= Daniel Eliott =

Scottish civil servant (1798–1872)

Sir Daniel Eliott (3 March 1798 – 30 October 1872) was a Scottish civil servant in British India and governor of Madras.

==Biography==
Eliott was the fourth son of Sir William Eliott, 6th Baronet and was born at Stobs Castle, Roxburghshire . He was educated at the University of Edinburgh, and Haileybury. having received a nomination for the East India Company's civil service, proceeded to Madras in 1817. He soon showed a decided aptitude for the study of Indian languages and Indian law. In 1822 he was appointed deputy Tamil translator, and in 1823 Maráthá translator to the Madras government, and deputy secretary to the board of revenue. In 1827 he became secretary to the board of revenue and in 1836 a member of the board. In December 1838 he was nominated, on account of his profound knowledge of the laws and customs of the
Madras presidency, to be the Madras member of the Indian law commission then sitting at Calcutta under the presidency of Macaulay to draw up the Indian codes.

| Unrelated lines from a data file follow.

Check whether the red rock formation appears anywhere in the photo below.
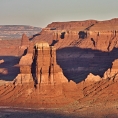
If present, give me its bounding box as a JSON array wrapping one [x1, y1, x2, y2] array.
[[21, 34, 29, 46]]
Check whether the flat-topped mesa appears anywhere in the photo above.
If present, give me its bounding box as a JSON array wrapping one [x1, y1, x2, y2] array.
[[35, 41, 68, 84]]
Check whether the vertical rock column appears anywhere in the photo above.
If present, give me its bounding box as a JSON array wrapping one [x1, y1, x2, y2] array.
[[35, 42, 68, 85]]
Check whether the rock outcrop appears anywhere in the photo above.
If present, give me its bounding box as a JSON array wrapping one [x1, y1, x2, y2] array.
[[14, 41, 68, 85]]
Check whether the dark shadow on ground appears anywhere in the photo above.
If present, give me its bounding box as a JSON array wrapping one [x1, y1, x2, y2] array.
[[0, 56, 20, 81], [57, 47, 118, 83]]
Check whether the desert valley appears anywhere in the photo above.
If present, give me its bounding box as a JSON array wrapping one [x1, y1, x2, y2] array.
[[0, 18, 118, 118]]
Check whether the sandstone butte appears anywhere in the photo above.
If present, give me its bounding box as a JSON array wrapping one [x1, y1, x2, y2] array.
[[0, 18, 118, 116]]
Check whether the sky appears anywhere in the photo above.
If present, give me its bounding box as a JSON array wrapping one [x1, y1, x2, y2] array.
[[0, 0, 118, 28]]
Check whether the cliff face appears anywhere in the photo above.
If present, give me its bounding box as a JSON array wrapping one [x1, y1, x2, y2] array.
[[0, 42, 72, 107], [34, 19, 118, 51], [0, 19, 118, 110]]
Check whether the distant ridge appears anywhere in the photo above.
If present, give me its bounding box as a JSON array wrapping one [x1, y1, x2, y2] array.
[[0, 25, 42, 40]]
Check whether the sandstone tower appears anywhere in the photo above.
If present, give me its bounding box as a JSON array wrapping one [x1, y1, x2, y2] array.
[[15, 41, 68, 86]]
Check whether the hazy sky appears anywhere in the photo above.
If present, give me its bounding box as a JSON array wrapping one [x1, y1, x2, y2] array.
[[0, 0, 118, 27]]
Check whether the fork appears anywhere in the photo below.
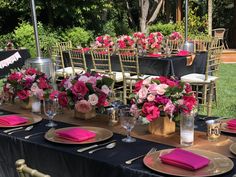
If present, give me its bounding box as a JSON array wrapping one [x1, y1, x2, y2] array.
[[125, 148, 157, 165]]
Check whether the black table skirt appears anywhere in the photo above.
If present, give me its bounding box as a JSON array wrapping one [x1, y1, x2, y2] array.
[[63, 51, 207, 77], [0, 49, 30, 78], [0, 110, 236, 177]]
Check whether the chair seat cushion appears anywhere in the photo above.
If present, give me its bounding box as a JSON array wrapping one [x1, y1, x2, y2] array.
[[181, 73, 218, 83]]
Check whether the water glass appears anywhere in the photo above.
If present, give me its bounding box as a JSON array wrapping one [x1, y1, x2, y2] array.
[[180, 112, 194, 146], [206, 120, 220, 141], [43, 99, 58, 127], [120, 108, 136, 143]]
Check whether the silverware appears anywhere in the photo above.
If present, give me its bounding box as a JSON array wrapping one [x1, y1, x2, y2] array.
[[125, 148, 157, 165], [24, 132, 45, 139], [77, 140, 116, 152], [89, 142, 116, 154], [3, 127, 24, 133], [8, 125, 34, 135]]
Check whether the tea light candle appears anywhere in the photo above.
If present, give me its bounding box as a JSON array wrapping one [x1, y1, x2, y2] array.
[[32, 101, 41, 113]]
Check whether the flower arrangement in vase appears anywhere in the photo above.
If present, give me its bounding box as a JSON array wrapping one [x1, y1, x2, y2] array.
[[3, 68, 52, 109], [169, 31, 183, 40], [130, 76, 197, 134], [117, 35, 135, 49], [146, 32, 163, 53], [58, 72, 113, 119]]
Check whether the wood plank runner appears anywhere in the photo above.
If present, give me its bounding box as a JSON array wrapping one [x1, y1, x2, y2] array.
[[1, 104, 236, 158]]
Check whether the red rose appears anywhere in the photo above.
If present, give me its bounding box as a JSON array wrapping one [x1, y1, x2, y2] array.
[[134, 80, 143, 93], [17, 90, 30, 100], [38, 77, 51, 90], [142, 102, 160, 121], [58, 92, 68, 107], [71, 81, 89, 96], [25, 68, 38, 75], [7, 72, 23, 81]]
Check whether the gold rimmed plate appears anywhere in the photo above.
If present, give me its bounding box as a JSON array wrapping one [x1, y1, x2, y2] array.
[[229, 143, 236, 155], [143, 149, 234, 177], [44, 126, 113, 144], [0, 114, 42, 128], [220, 118, 236, 134]]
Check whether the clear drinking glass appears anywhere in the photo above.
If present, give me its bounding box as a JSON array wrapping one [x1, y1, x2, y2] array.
[[120, 108, 136, 143], [180, 112, 194, 146], [43, 99, 58, 127]]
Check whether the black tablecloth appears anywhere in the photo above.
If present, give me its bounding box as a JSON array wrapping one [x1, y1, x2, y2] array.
[[63, 51, 207, 77], [0, 110, 236, 177], [0, 49, 30, 78]]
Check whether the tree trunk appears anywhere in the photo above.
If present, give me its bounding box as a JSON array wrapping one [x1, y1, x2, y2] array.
[[208, 0, 213, 36]]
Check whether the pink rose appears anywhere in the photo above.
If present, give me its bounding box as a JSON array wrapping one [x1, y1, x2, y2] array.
[[71, 81, 89, 96], [88, 94, 98, 106], [134, 80, 143, 93], [157, 84, 168, 95], [58, 92, 69, 107], [138, 87, 148, 99], [75, 100, 92, 113], [142, 102, 160, 122], [17, 90, 30, 100], [147, 94, 155, 102], [164, 100, 175, 116]]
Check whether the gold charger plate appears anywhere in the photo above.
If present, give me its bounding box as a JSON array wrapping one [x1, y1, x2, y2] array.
[[143, 149, 234, 177], [220, 118, 236, 133], [0, 114, 42, 128], [229, 143, 236, 155], [44, 126, 113, 144]]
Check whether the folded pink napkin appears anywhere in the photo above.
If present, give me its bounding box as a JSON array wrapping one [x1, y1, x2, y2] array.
[[226, 119, 236, 130], [0, 115, 28, 126], [160, 148, 210, 170], [176, 50, 190, 56], [56, 127, 96, 142], [148, 53, 161, 57]]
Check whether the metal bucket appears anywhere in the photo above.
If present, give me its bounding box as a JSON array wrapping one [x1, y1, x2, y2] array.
[[25, 57, 55, 82]]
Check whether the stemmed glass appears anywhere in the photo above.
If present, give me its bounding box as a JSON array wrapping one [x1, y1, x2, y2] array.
[[120, 107, 136, 143], [43, 98, 59, 127]]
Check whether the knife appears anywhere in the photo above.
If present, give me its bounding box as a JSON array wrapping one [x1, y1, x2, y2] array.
[[3, 127, 23, 133], [77, 140, 116, 152]]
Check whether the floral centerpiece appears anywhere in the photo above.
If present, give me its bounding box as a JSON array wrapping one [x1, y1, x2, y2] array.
[[95, 34, 114, 48], [3, 68, 52, 108], [146, 32, 163, 53], [130, 76, 196, 136], [58, 72, 113, 119], [117, 35, 135, 49], [169, 31, 183, 40]]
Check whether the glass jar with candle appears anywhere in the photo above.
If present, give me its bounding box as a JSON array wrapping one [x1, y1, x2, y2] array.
[[180, 112, 194, 146]]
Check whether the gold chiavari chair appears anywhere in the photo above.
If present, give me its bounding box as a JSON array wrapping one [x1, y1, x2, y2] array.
[[181, 45, 223, 116], [91, 48, 123, 97], [16, 159, 50, 177], [69, 49, 87, 75]]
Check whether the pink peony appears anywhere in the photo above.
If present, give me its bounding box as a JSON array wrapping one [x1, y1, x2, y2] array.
[[142, 102, 160, 122], [75, 100, 92, 113], [71, 81, 89, 96]]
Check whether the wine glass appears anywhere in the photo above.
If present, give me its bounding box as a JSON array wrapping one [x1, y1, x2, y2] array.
[[120, 107, 136, 143], [43, 98, 59, 127]]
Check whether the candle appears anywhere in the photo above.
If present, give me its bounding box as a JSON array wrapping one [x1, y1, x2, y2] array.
[[32, 101, 41, 113]]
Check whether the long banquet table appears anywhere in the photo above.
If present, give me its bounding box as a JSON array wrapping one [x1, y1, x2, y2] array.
[[0, 49, 30, 78], [63, 51, 207, 77], [0, 105, 236, 177]]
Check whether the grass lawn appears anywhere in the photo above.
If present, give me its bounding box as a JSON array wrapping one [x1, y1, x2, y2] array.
[[0, 64, 236, 118]]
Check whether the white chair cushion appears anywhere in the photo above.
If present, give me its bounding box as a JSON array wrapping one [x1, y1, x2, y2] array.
[[181, 73, 218, 83]]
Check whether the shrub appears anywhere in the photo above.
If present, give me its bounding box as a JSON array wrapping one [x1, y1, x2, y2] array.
[[64, 27, 93, 46]]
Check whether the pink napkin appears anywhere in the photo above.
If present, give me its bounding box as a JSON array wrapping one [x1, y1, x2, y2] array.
[[176, 50, 190, 56], [56, 127, 96, 142], [160, 148, 210, 170], [226, 119, 236, 130], [148, 53, 161, 57], [0, 115, 28, 126]]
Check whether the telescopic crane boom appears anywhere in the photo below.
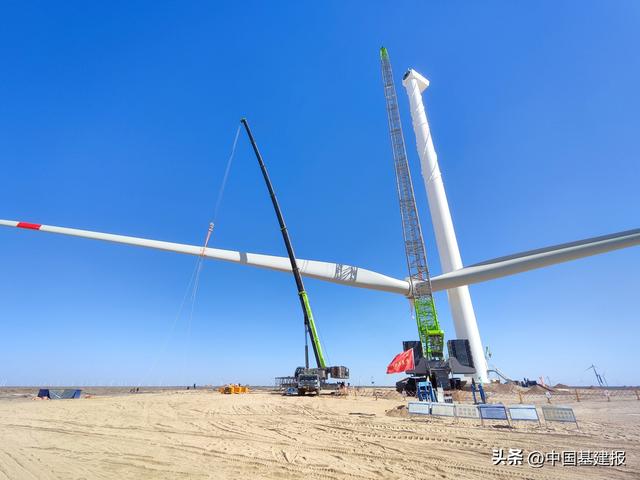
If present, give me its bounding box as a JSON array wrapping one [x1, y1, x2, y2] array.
[[241, 118, 327, 369]]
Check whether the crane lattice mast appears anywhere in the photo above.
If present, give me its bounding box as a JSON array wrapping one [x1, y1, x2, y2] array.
[[380, 47, 444, 360]]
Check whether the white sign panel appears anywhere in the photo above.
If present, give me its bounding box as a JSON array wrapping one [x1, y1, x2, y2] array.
[[409, 402, 431, 415], [456, 403, 480, 418], [431, 403, 455, 417], [542, 407, 576, 422], [508, 405, 539, 422]]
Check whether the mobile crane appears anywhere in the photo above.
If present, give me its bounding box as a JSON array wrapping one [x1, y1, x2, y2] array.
[[241, 118, 349, 395]]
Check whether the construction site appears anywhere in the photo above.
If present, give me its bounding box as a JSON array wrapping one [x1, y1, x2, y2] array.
[[0, 2, 640, 480]]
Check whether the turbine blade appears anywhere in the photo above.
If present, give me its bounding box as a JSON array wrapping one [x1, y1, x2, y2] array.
[[431, 229, 640, 290], [0, 220, 409, 295]]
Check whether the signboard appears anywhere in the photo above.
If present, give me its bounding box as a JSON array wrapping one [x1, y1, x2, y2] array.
[[507, 405, 540, 422], [478, 403, 509, 425], [542, 406, 578, 425], [456, 403, 480, 418], [431, 403, 456, 417], [409, 402, 431, 415]]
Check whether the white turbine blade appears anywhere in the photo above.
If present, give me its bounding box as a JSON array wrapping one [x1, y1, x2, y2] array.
[[0, 220, 409, 295], [431, 229, 640, 291]]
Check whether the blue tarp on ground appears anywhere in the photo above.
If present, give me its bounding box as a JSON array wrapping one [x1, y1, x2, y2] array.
[[38, 388, 82, 400]]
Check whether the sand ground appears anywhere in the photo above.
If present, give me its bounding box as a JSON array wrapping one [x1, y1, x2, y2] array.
[[0, 390, 640, 480]]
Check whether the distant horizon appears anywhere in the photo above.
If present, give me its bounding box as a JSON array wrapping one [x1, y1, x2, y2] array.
[[0, 0, 640, 385]]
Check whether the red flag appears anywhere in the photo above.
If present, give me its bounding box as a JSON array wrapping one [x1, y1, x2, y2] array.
[[387, 348, 414, 373]]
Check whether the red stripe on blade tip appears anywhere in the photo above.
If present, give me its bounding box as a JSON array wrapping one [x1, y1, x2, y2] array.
[[16, 222, 42, 230]]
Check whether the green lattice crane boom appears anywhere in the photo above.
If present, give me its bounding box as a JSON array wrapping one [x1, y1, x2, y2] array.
[[380, 47, 444, 360]]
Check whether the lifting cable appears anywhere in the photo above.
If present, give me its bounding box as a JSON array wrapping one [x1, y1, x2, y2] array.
[[185, 125, 240, 376], [138, 126, 240, 387]]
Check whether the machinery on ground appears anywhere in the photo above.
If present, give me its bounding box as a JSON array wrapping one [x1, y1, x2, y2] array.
[[380, 47, 475, 395], [241, 118, 349, 395]]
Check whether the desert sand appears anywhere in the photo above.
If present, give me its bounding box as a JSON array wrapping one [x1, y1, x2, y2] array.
[[0, 390, 640, 480]]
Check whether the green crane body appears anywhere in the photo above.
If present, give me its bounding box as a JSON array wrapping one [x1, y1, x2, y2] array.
[[380, 47, 444, 360]]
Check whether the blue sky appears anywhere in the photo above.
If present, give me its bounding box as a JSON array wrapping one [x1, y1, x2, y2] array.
[[0, 1, 640, 385]]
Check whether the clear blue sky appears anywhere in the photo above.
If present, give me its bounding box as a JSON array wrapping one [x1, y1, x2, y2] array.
[[0, 1, 640, 385]]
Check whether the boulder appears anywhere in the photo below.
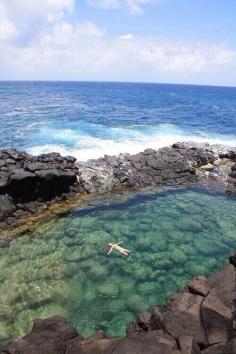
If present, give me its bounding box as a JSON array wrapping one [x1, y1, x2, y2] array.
[[112, 330, 181, 354], [201, 288, 232, 345], [162, 292, 208, 346], [178, 336, 200, 354], [201, 343, 225, 354], [222, 338, 236, 354], [187, 276, 210, 296]]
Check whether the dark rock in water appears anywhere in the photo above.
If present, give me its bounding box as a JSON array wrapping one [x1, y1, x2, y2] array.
[[178, 336, 200, 354], [1, 256, 236, 354], [229, 253, 236, 267], [226, 163, 236, 195], [0, 149, 80, 228], [201, 264, 236, 344], [0, 142, 236, 227], [77, 143, 236, 193], [222, 338, 236, 354], [163, 292, 207, 346], [0, 195, 16, 220], [201, 343, 225, 354], [187, 276, 210, 296]]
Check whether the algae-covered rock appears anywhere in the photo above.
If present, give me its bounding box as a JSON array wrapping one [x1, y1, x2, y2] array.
[[97, 280, 118, 297], [126, 294, 149, 314], [170, 249, 187, 263], [107, 311, 134, 336], [178, 218, 202, 233], [184, 261, 206, 276], [194, 235, 229, 256], [137, 282, 157, 297]]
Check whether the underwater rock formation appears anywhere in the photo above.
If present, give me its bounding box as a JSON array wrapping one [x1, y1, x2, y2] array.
[[0, 143, 236, 229], [1, 256, 236, 354]]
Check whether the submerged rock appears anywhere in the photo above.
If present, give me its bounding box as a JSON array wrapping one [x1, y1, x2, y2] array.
[[0, 142, 236, 233], [1, 254, 236, 354]]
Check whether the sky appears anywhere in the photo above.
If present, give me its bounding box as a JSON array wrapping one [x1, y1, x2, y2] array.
[[0, 0, 236, 86]]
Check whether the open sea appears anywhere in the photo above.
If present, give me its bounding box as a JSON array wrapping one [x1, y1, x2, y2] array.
[[0, 82, 236, 161], [0, 82, 236, 347]]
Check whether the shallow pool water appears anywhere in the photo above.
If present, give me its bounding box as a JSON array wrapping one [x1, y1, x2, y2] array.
[[0, 190, 236, 343]]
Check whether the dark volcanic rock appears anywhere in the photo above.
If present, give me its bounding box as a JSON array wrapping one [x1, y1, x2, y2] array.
[[0, 149, 80, 227], [163, 292, 208, 346], [1, 256, 236, 354], [187, 276, 210, 296], [0, 142, 236, 230], [77, 143, 234, 193], [226, 163, 236, 195], [178, 336, 200, 354]]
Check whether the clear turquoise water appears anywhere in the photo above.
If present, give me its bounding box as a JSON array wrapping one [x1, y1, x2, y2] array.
[[0, 190, 236, 343]]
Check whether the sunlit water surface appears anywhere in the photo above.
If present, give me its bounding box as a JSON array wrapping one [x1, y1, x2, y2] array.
[[0, 190, 236, 343]]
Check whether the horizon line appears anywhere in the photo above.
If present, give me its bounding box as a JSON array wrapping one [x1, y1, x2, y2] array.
[[0, 79, 236, 88]]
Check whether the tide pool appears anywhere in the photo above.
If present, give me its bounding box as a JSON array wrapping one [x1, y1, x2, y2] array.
[[0, 189, 236, 344]]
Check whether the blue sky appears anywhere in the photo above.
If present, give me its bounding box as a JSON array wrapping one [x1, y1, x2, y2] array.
[[0, 0, 236, 86]]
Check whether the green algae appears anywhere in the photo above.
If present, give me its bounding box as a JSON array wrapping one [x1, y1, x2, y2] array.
[[0, 190, 236, 343]]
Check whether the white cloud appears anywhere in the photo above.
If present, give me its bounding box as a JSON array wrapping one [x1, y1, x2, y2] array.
[[0, 0, 236, 84], [76, 20, 105, 37], [87, 0, 120, 9], [87, 0, 156, 14], [118, 33, 134, 41], [0, 20, 236, 84]]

On 15 February 1848, he was appointed a member of the council at Madras, and in 1850 became president of the revenue, marine, and college boards of that government, and he returned to England in 1853 on completing his five years in that office. He did not expect to return to India, but when the East India Company decided in 1854 to form a supreme legislative council for all India, Eliott was appointed to represent Madras upon it. He accepted and remained in Calcutta as member of the legislative council until 1859 when he left India finally. When the Order of the Star of India was extended in 1866, and divided into three classes, Eliott was the first Madras civilian to receive the second class, and he became a Knight Commander of the Order in 1867.

Eliott died at The Boltons, West Brompton, on 30 October 1872.

==Family==
In 1818 Eliott married Georgina Russell, daughter of General George Russell of the Bengal army, and together they had six daughters and four sons.